My pink sweatshirt without nearly enough holes.
Since 1996, I have worn this pink sweatshirt every summer at the beach.

this pink sweatshirt
Twenty-five years of daily wear and weekly wash from May to September has impacted the sweatshirt. It grows a new hole each season which by the next season is not only older but bigger. So each summer, before anyone has an opportunity to gently suggest it’s time for a new sweatshirt, I say:
“Don’t you just love this sweatshirt? It’s perfect. The right color, weave, texture. Honestly I cannot find a sweatshirt as good as this one.”
I had bought it at Paragon on 18th Street and Broadway and many times I’ve tried to replace it but can’t find the same brand or an equivalent-not just soft and supple but with the right weight- not so heavy that I feel I am carrying a dumbbell on my shoulders but not so light as to be pointless on a windy day.

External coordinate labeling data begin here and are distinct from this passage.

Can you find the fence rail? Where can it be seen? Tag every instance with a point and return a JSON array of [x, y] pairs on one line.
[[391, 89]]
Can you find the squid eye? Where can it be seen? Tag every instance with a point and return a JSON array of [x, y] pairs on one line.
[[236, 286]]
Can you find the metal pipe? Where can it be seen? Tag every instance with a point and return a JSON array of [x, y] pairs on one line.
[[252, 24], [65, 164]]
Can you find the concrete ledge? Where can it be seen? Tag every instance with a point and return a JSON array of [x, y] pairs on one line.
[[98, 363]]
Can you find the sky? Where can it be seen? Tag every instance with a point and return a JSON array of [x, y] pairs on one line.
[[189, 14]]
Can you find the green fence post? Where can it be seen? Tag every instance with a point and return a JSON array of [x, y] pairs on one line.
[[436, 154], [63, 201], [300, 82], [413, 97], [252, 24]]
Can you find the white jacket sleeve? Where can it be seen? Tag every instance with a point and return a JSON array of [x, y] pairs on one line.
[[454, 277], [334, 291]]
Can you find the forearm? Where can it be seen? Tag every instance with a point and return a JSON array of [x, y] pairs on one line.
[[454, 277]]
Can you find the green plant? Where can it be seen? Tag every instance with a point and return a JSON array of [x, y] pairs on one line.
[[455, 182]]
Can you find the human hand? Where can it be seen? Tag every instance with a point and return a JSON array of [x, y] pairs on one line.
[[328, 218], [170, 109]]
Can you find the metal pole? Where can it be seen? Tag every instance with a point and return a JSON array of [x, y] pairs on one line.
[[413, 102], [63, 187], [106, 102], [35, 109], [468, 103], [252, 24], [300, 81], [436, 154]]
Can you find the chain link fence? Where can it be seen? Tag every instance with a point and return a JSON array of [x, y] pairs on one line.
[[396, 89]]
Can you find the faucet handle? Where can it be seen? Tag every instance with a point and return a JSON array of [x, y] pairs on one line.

However, last summer I knew it was my last. There were more holes than material: holes in the neck, in the shoulders, in the wrists. It even had a self made thumb hole.
And along with the sweatshirt I knew it was time to throw in a pair of white shorts I had bought in 2003 in St Jean de Luz. A memory of a perfect two week trip spent with my friend Lucy. I had bought them one afternoon while I was wandering through the old streets of the village. They were the best shorts ever, such soft cotton with zippered pockets on the front leg, sides and back. These shorts had traveled with me on every trip where shorts were needed. They too had withstood tons of wear and wash, but the discoloration of the white fabric, topped by the gaping hole on the right leg, was making it untenable to justify any decision to don them for any reason.
The raggedy edges of my two favorite pieces of clothing finally won. I photographed them for a new folder titled “Favorite Items to be Discarded” and then dressed them on my mannequin so they could be painted and immortalized forever, albeit with hardly enough holes. They are almost retired but have not quite made it to the waste bin.